The primary objective of an ontology is to share the knowledge it represents [1]. Some of the significant uses of an ontology are [3]:

i. An ontology provide a shared understanding of domains;

ii. An ontology is useful to represent and to facilitate the sharing of domain knowledge between human and automatic agents;

iii. An ontology can be used for organizing and navigating websites;

iv. An ontology is useful for improving the accuracy of search queries. The search engines can exploit the information generalization and/ or specialization.

3.5 Logic and Ontology Language

Logic is a branch of philosophy. Logic is not about the study of a truth, instead it is about the truth of a statement in relationship to another statement. In representing knowledge, logic plays an important role. Logic is primarily concerned with the study and valid use of reasoning. Logic helps in establishing the consistency and correctness in the data sets and to infer new piece of knowledge that are not explicitly stated but are required by or consistent with a known data sets. Logics can be characterized as follows [3, 8]:

i. Language: logic provides a high-level language in which knowledge can be expressed in a transparent way and will have a high expressive power.

ii. Formal semantics: logic has a well-understood formal semantics, which assigns an unambiguous meaning to logical statements.

iii. Reasoning: automated reasoners can deduce conclusions from the given knowledge, thus making implicit knowledge explicit. For example:

a. X is a bear

b. a bear is a Mammal

c. a Mammal has fur Therefore, X has fur.

iv. Inferred knowledge explanation: with the proof systems, it is possible to trace the proof that leads to a logical consequence. In this sense, we can say that logics can provide the explanations for the inferred knowledge.

Nevertheless, addition of logic to the Web needs care as the Web with several characteristics, can lead us to the problems, while we use the existing logics [8]. Addition of logic to the Web pre-supposes use rules to make inference, necessary courses of action, etc. It is important that the logic deployed must be powerful enough in describing the complex objects, but at the same time it must not be so complex and inflexible that it becomes contradictory for the software agents itself while infer knowledge.

There are number of different knowledge representation paradigms that have emerged to provide languages for representing ontologies, in particular description logics (discussed below) and frame logics. Web Ontology Language (OWL) is one such language that is based upon Description Logics (DL). The other such languages belonging to the family of description logics are such as, Knowledge Interchange Format (KIF) [24], Simple Common Logic (SCL) [13] etc.

3.5.1 Description Logics

Description Logic (DL) is a family of logic and is based on knowledge representation formalisms. It is a structured fragment of First Order Logic (FOL) and has efficient decision power. Research on DL started to overcome computational problems of different complexity as the reasoning in different fragments of FOL. The research on DL started under the label terminological systems to emphasize that the representation language was used to establish the basic terminology adopted in the modeled domain [14] followed by concept languages. Now DL has become a foundation of Semantic Web for its use in designing ontologies.

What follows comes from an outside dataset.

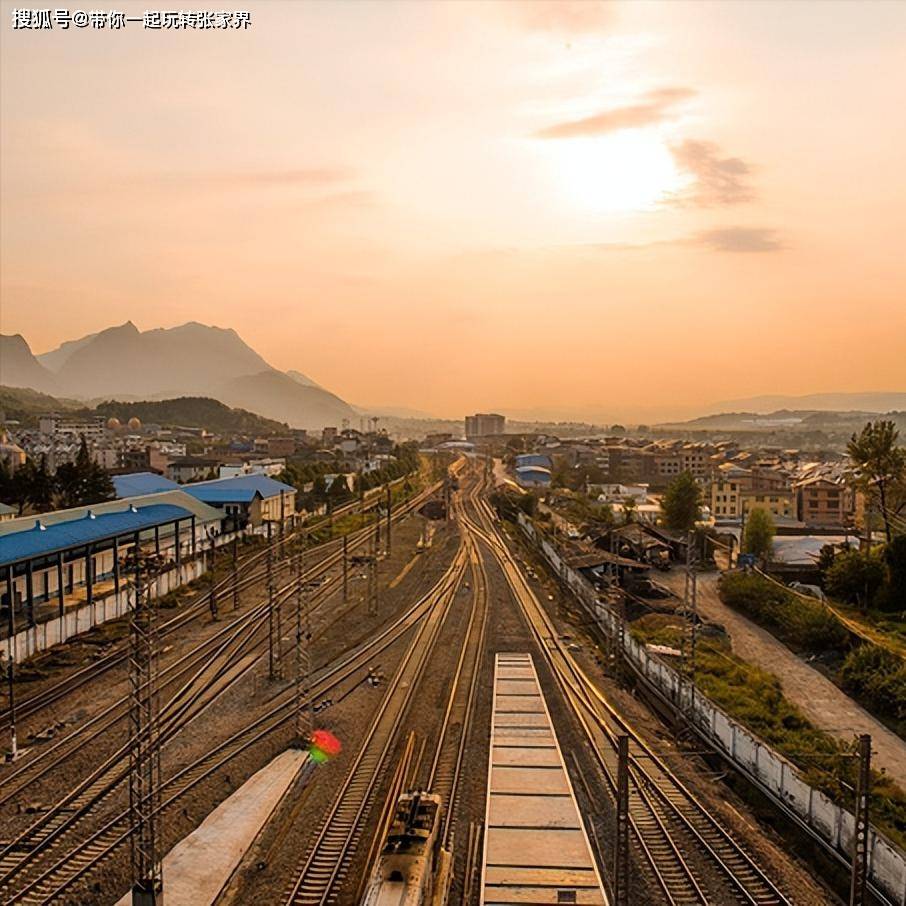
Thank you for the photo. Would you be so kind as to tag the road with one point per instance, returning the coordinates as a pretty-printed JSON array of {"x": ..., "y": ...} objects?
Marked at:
[{"x": 810, "y": 690}]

DL has become popular since the focus moved towards the properties of the underlying logical systems. Research on DL covered the theoretical foundation as well as the implementation of knowledge representation systems and the development of applications in several fields. For example, reasoning about database conceptual models; for schema representation in information integration system, or for metadata management; as logical foundation of ontology languages, etc. [14].

Description logics are formal logics with well-defined semantics. Semantics of DL is defined through model theoretic semantics, which formulate the relationships between the language syntax and the models of a domain. In designing DL, the emphasis is given on key reasoning problem decidability, and the provision of sound and complete reasoning algorithms. A key feature of DL is their ability to represent relationships beyond the is-a relationship that can hold between the concepts [14].

3.5.1.1 Description Logic Components

In DL, the important notions of a domain are described by concept descriptions that are built from concepts, roles and individuals. Concepts are the unary predicates, while the roles are the binary predicates. It is also possible to state facts about the domain in the form of axioms which act as constraints on the interpretations in a DL knowledge base [15].

In DL Knowledge Base (KB), the distinction between TBox (Terminological Box) and ABox (Assertional Box) is drawn which are the two main components of it. TBox contains intentional knowledge in the form of terminology and is built through declarations that describe concepts and their properties. In other words, it contains sentences describing concept hierarchies, i.e. relation between concepts and the various properties of the concepts. ABox contains extensional knowledge or assertional knowledge that is specific to the individuals of the domain of discourse [14].

3.6 Web Ontology Language (OWL) and its species

As it is discussed above, RDFS has limited expressivity. RDFS cannot be used to represent complex knowledge. For instance, we cannot express that male and female are two disjoint classes, or say that we want to express that a person has exactly two parents. To enable to represent complex knowledge, an enriched ontology language, called Web Ontology Language (OWL) has been developed and recommended by the Web Ontology Working Group of W3C. Initially, the researchers in Europe designed an ontology language called Ontology Interface Layer (OIL) and in United States, the Defense Advanced Research Project Agency (DARPA) designed independently another ontology language called Distributed Agent Markup Language (DAML) [34]. Latter these two have been merged together and formed a single ontology language DAML+OIL.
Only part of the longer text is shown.